The Choices i made
As a child grows he starts to understand the meaning of life and all its attributes that come with it. The child now starts to filter those teachings he or she had learned from their guardians. Teaching that could guide that child to the right path or to destroy. It all depends on the choices the child makes. But as for me, my oaths are now clouded with darkness. A path I have made up my mind to follow with regrets.
Growing up in a family where getting our daily bread requires us to beg or do hard manual labor just to put food in our bellies. A family neglected by the community is seen as a poor family which can be used to satisfy your desires.
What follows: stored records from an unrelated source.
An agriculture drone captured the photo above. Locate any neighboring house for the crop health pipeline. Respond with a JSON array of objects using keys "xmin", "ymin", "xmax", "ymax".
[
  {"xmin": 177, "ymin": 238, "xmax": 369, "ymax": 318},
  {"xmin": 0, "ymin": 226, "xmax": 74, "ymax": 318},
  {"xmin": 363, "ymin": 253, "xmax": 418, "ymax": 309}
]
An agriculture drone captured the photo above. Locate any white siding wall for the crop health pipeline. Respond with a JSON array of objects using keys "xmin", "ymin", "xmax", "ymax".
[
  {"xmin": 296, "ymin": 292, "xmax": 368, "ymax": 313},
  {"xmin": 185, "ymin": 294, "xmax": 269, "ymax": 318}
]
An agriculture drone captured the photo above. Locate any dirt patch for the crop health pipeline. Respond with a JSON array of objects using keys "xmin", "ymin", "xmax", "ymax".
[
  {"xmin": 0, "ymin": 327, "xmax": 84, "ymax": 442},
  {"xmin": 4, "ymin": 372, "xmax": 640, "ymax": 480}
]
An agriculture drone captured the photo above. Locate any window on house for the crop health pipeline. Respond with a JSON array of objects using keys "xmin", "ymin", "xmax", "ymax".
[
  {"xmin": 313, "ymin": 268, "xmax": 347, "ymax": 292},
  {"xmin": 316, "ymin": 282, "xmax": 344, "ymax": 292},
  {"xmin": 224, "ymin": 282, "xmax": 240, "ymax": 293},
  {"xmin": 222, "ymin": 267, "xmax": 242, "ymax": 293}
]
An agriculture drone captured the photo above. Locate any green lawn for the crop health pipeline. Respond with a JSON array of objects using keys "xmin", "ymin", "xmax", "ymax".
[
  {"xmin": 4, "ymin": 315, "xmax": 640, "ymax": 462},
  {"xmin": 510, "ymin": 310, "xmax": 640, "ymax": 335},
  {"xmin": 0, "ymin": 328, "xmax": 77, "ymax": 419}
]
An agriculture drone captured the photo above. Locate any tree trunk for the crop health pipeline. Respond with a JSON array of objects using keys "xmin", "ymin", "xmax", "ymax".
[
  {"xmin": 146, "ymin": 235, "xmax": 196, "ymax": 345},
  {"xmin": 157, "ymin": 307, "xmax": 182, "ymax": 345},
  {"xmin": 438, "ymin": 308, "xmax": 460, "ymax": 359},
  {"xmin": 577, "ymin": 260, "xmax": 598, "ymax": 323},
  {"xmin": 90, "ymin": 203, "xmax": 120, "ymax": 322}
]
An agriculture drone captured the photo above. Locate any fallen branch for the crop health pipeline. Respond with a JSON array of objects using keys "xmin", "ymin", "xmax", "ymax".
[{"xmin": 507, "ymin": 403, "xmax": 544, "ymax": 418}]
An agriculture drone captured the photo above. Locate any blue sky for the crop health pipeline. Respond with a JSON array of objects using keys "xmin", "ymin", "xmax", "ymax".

My father would work his ass up laboring on other people's farmland because we weren't entitled to own farmland, and at the end of the day, he gets paid a penny as a job well done. Mother would wash people's clothes with her bare hands. Those hands that cleaned the tears in my eyes were now forced to work wonders on those fabrics. My siblings and I would hawk farm produce in the market, selling them wasn't the hard part. But getting paid was where the pain was, sometimes we will come home empty-handed because the owners refuse to fulfill their side of the bargain.
Still, in all the suffering, we will sit together as a family and eat, hoping that everything will be okay. A false hope we have been living on for a long time and I can't wait for it to happen. Every night I wonder how to get out of this endless suffering and find a new path. I thought to myself, and the only way was to leave home, leave this wicked community filled with heartless people who only deprive joy in using my family for their pleasure. That night I wrote a letter, telling my family how displeasing I was with the state of my family. A letter that causes tears to roll out of my eyes, as I kept it on my wooden bed.
I quietly stepped out of my hut in the middle of the night with my lamp handle in my left hand. A glance at the house, as I shake my head. Leaving everyone behind without a proper goodbye. I picked up my patched bag and left home to seek greatness. Wealth. Ready to do anything to get it at all means, not minding the risk that comes with it.
My departure broke the heart of my family. But my mother was so sad, scared of losing her child. But that child is long gone.
I journeyed to different places and did all sorts of hand works in different manners, just to survive and understand how life is. But I wasn't fulfilling my purpose. My goal is to be great. As many do say."Life isn't a bed of roses. But rather a bed of thorns."
My journey toward greatness wasn't an easy one, I had to engage in dirty acts before I could get to the top, things I wished I shouldn't have done. But no one was there to guide me. At age 19, the good poor kid in me died when I started stealing for a living, robbing and cleaning crime scenes made my killers. But still, I wanted more. I want to be known. I wanted those oppressors to be afraid of me and my family. So a friend introduced me to a secret gathering of elites. A gathering is known to be a Cult. A cult known for its devilish acts. As a reward, it gives you all your desires, but you must sell your soul to the Devil, as a sacrifice. A sacrifice I made for the quest for wealth and my family. Unknown to them.
Now, I am lost in the quest for greatness, if only I had followed the right path, but my impatience led me to make wrong choices. My mistakes are after me, but shouldn't be followed by all young lads reading this. Be patient.